MODE K epithelial exosomes displayed major histocompatibility complex (MHC) class I and class II (upregulated by IFN-gamma) molecules and tetraspan proteins (CD9, CD81, CD82) potentially involved in the binding to target cells. A33 antigen, an Ig-like molecule highly specific for intestinal epithelial cells, was enriched in exosomes and was also found in mice mesenteric lymph nodes, suggesting exosome migration towards the gut associated lymphoid tissues. Intraperitoneal injection of EXO-hOVA or EXO-hOVA-IFN did not induce humoral or cellular tolerance to OVA in mice. In contrast, exosomes obtained after incubation with IFN-gamma (EXO-hOVA-IFN), bearing abundant MHC class II/OVA complexes, induced a specific humoral immune response.
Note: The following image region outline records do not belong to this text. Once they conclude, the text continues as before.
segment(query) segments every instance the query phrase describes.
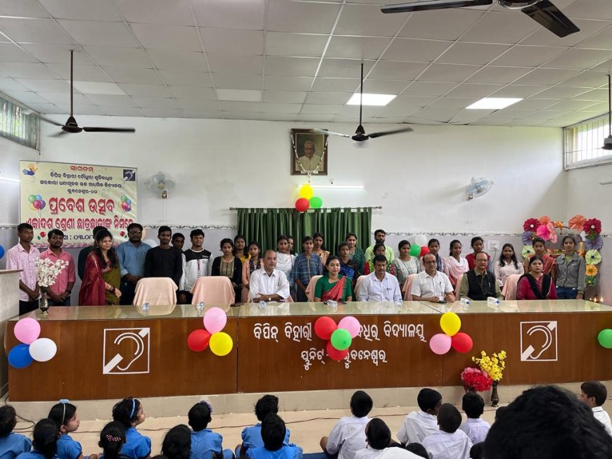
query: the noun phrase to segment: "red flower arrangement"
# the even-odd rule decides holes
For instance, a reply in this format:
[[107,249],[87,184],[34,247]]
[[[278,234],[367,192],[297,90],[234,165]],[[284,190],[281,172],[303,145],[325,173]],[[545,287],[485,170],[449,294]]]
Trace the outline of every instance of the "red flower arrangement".
[[461,381],[464,387],[473,389],[477,392],[483,392],[491,389],[493,380],[480,368],[466,367],[461,372]]

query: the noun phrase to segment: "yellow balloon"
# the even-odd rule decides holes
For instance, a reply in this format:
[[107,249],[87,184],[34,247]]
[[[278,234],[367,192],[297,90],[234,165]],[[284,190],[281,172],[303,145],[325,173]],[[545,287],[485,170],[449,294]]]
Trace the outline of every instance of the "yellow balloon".
[[310,199],[314,195],[314,190],[313,190],[312,187],[310,186],[308,183],[306,183],[305,185],[302,185],[302,188],[300,188],[300,198],[305,198],[306,199]]
[[234,347],[234,341],[231,337],[227,333],[218,332],[213,333],[210,337],[210,341],[208,344],[210,350],[215,356],[227,356],[231,351],[231,348]]
[[445,333],[453,336],[461,328],[461,320],[454,312],[445,312],[440,318],[440,326]]

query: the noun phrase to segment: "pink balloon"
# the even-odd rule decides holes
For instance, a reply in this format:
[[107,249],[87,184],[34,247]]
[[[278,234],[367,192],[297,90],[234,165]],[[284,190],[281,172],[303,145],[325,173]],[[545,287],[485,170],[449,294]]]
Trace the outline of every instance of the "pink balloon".
[[451,344],[452,344],[452,338],[446,333],[434,335],[429,340],[430,349],[439,356],[448,352]]
[[352,316],[347,316],[340,319],[338,324],[338,328],[345,328],[348,332],[350,333],[350,337],[355,338],[359,334],[361,324],[359,323],[359,321]]
[[13,332],[15,337],[21,342],[31,344],[38,340],[38,337],[40,335],[40,324],[36,319],[26,317],[15,324]]
[[211,308],[204,314],[204,327],[212,335],[223,330],[227,323],[227,316],[221,308]]

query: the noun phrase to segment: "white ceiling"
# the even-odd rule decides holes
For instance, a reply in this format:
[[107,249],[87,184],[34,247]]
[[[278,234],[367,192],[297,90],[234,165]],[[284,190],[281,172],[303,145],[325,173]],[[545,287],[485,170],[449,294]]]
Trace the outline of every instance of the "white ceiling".
[[[398,95],[364,122],[567,126],[607,112],[612,1],[554,2],[580,32],[559,38],[497,3],[385,15],[400,0],[0,0],[0,91],[68,113],[73,49],[77,115],[355,122],[364,60],[364,91]],[[525,100],[464,109],[485,96]]]

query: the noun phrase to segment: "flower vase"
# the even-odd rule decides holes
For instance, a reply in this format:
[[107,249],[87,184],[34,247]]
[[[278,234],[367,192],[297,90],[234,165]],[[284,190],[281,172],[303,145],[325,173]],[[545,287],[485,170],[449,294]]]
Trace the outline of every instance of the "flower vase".
[[39,307],[43,316],[49,315],[49,299],[46,297],[46,293],[44,292],[40,294]]
[[491,392],[491,406],[497,406],[499,403],[499,395],[497,394],[498,381],[493,381],[493,390]]

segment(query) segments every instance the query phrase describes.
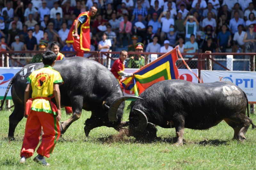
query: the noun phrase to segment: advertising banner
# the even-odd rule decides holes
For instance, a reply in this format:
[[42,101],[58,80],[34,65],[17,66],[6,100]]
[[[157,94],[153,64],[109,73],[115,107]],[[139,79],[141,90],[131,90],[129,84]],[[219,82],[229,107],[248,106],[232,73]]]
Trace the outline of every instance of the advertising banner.
[[[8,85],[12,77],[21,68],[21,67],[0,68],[0,100],[4,98]],[[10,89],[8,92],[6,99],[12,99]]]
[[202,83],[230,81],[237,85],[246,93],[248,100],[256,102],[256,74],[251,71],[201,71]]

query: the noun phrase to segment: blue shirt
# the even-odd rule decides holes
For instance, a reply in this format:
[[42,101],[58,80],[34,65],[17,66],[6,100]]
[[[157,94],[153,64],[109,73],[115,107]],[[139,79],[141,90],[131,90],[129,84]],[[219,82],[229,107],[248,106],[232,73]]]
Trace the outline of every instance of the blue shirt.
[[154,21],[153,19],[149,21],[148,25],[148,26],[152,26],[153,27],[152,32],[154,33],[156,33],[158,29],[161,28],[161,23],[158,22],[157,19],[156,21]]
[[[190,41],[187,41],[185,43],[185,46],[184,47],[184,48],[190,48],[192,47],[194,47],[194,49],[192,50],[189,50],[187,52],[187,53],[193,53],[196,52],[197,50],[198,50],[198,45],[197,43],[195,42],[194,43],[192,44]],[[186,55],[186,56],[188,57],[192,57],[193,55]]]
[[217,36],[217,39],[220,41],[220,46],[226,47],[228,46],[228,38],[231,34],[228,31],[224,33],[222,31],[220,32]]

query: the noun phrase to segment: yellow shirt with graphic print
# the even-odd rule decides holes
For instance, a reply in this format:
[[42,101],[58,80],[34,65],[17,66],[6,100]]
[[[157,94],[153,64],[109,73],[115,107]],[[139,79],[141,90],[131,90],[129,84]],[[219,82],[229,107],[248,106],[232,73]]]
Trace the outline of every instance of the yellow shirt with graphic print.
[[[33,71],[27,78],[31,84],[32,98],[51,97],[53,96],[53,84],[64,83],[60,73],[49,65]],[[43,99],[33,100],[31,109],[37,112],[52,113],[49,100]]]

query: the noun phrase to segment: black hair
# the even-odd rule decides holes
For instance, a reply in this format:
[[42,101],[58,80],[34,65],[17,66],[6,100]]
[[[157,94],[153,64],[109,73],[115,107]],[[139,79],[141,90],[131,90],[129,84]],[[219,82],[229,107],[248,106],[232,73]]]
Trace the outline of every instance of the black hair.
[[56,45],[58,46],[58,47],[60,47],[60,43],[59,43],[58,41],[53,42],[52,43],[52,44],[51,44],[51,48],[53,46]]
[[123,52],[123,51],[127,52],[127,51],[126,51],[126,50],[125,49],[122,49],[122,50],[121,50],[121,51],[120,52],[120,55],[121,55],[121,54],[122,53],[122,52]]
[[51,51],[48,51],[42,55],[43,63],[45,65],[51,65],[56,60],[56,55]]

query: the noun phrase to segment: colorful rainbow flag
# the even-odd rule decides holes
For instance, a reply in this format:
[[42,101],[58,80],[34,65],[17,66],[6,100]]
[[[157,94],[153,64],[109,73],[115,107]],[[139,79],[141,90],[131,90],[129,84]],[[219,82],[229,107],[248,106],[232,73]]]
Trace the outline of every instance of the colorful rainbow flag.
[[164,80],[177,79],[179,72],[175,64],[178,60],[177,47],[133,73],[133,76],[121,82],[126,93],[138,96],[154,83]]

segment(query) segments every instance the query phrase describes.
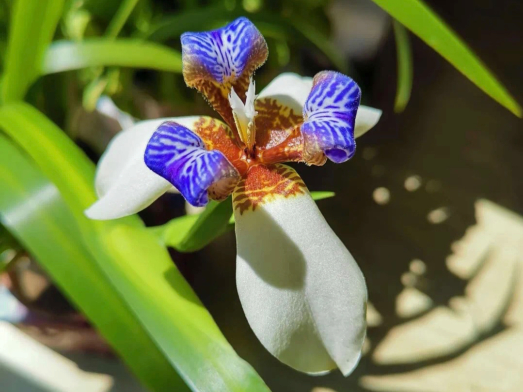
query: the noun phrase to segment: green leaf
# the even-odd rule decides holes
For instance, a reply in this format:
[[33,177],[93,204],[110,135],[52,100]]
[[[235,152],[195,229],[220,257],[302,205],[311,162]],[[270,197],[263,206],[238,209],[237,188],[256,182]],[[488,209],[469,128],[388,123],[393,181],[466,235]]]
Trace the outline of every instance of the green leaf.
[[397,57],[397,87],[394,101],[394,111],[401,113],[405,110],[411,98],[412,89],[412,52],[408,32],[403,26],[396,20],[392,21],[396,52]]
[[268,391],[221,334],[165,247],[136,217],[95,221],[83,215],[95,198],[92,185],[87,185],[94,170],[60,129],[22,103],[0,108],[0,126],[60,189],[96,268],[193,390]]
[[[312,198],[316,201],[335,195],[328,191],[311,192]],[[180,252],[195,252],[234,228],[232,212],[230,198],[219,203],[211,200],[201,213],[175,218],[165,224],[148,230],[168,246]]]
[[54,34],[63,4],[63,0],[15,2],[2,84],[4,102],[22,99],[38,76],[42,59]]
[[232,215],[230,197],[221,203],[211,200],[201,213],[175,218],[151,230],[166,245],[180,252],[195,252],[226,231]]
[[181,72],[179,52],[138,39],[90,38],[79,42],[53,42],[46,53],[43,74],[88,67],[114,65]]
[[123,0],[105,31],[106,37],[116,38],[123,28],[131,13],[140,0]]
[[420,0],[373,0],[472,82],[518,117],[521,108],[467,44]]
[[315,200],[317,201],[319,200],[323,200],[323,199],[334,197],[336,196],[336,194],[330,191],[313,191],[311,192],[311,196],[312,196],[313,200]]
[[134,374],[157,392],[185,389],[98,267],[56,187],[0,134],[0,221],[35,257]]

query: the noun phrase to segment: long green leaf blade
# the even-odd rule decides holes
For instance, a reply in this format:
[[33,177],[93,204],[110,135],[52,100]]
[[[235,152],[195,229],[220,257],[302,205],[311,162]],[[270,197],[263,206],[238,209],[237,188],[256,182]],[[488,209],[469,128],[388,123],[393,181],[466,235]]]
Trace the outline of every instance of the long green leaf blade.
[[397,21],[392,22],[394,38],[396,40],[396,53],[397,57],[397,87],[394,110],[400,113],[405,110],[411,98],[412,89],[412,51],[408,40],[408,33],[403,26]]
[[9,30],[2,98],[22,99],[38,76],[46,49],[54,34],[63,0],[16,0]]
[[0,134],[0,221],[150,388],[185,385],[97,268],[56,187]]
[[41,70],[46,75],[111,65],[180,73],[181,55],[166,46],[138,39],[59,41],[49,46]]
[[518,117],[521,107],[467,44],[420,0],[373,0],[493,99]]

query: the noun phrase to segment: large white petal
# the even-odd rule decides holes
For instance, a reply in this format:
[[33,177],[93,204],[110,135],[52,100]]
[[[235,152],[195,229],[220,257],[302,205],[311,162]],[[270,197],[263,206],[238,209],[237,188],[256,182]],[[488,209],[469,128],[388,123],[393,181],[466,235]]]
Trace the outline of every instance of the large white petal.
[[145,147],[156,128],[165,121],[176,121],[190,129],[197,116],[169,117],[137,123],[119,133],[102,156],[95,181],[100,198],[86,210],[93,219],[114,219],[135,213],[150,205],[173,186],[145,165]]
[[[300,112],[312,88],[312,78],[285,73],[275,78],[258,97],[274,98]],[[359,137],[371,129],[380,120],[381,113],[379,109],[360,105],[356,114],[354,137]]]
[[348,375],[366,328],[367,287],[354,259],[308,192],[240,211],[236,284],[253,330],[298,370],[337,366]]

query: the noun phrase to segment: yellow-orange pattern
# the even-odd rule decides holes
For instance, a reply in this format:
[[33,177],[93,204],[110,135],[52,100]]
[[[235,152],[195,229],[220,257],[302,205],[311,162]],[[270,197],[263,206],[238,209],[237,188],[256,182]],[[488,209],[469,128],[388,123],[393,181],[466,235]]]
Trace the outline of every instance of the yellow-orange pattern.
[[232,137],[232,131],[226,124],[212,117],[203,116],[194,125],[207,150],[219,150],[242,175],[247,171],[249,163],[243,149],[238,147]]
[[243,214],[278,197],[292,197],[308,192],[301,177],[282,164],[253,166],[243,176],[233,193],[233,205]]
Epithelial exosomes are antigen presenting vesicles bearing MHC class II/peptide complexes that prime for an immunogenic rather than tolerogenic response in the context of a systemic challenge. In the intestine, both the mucosal microenvironment and local effector cells are probably key players in determining the outcome of the immune response to exosome derived epitopes.
肠道上皮细胞分泌外泌体样囊泡。本研究的目的是对小鼠肠道上皮外泌体进行表征,并分析其在小鼠体内影响免疫系统的能力。
上皮外泌体从在有或无干扰素γ(IFN-γ)存在的情况下培养的小鼠上皮细胞系MODE K中获得,同时加入胃蛋白酶/胰蛋白酶卵清蛋白水解物(hOVA)以模拟腔内消化。从MODE K条件培养基中分离的外泌体(EXO-hOVA和EXO-hOVA-IFN)通过蛋白质印迹、肽图谱分析和质谱进行表征。将它们腹腔注射到C3H/HeN小鼠体内以测试其免疫活性。
MODE K上皮外泌体展示了主要组织相容性复合体(MHC)I类和II类(由IFN-γ上调)分子以及可能参与与靶细胞结合的四跨膜蛋白(CD9、CD81、CD82)。A33抗原是一种对肠道上皮细胞高度特异的免疫球蛋白样分子,在外泌体中富集,并且也在小鼠肠系膜淋巴结中发现,表明外泌体向肠道相关淋巴组织迁移。腹腔注射EXO-hOVA或EXO-hOVA-IFN未在小鼠中诱导对OVA的体液或细胞耐受。相反,与IFN-γ孵育后获得的外泌体(EXO-hOVA-IFN)携带丰富的MHC II类/OVA复合物,诱导了特异性体液免疫反应。
上皮外泌体是携带MHC II类/肽复合物的抗原呈递囊泡,在全身刺激的情况下引发免疫原性而非耐受性反应。在肠道中,黏膜微环境和局部效应细胞可能是决定对外泌体衍生表位免疫反应结果的关键因素。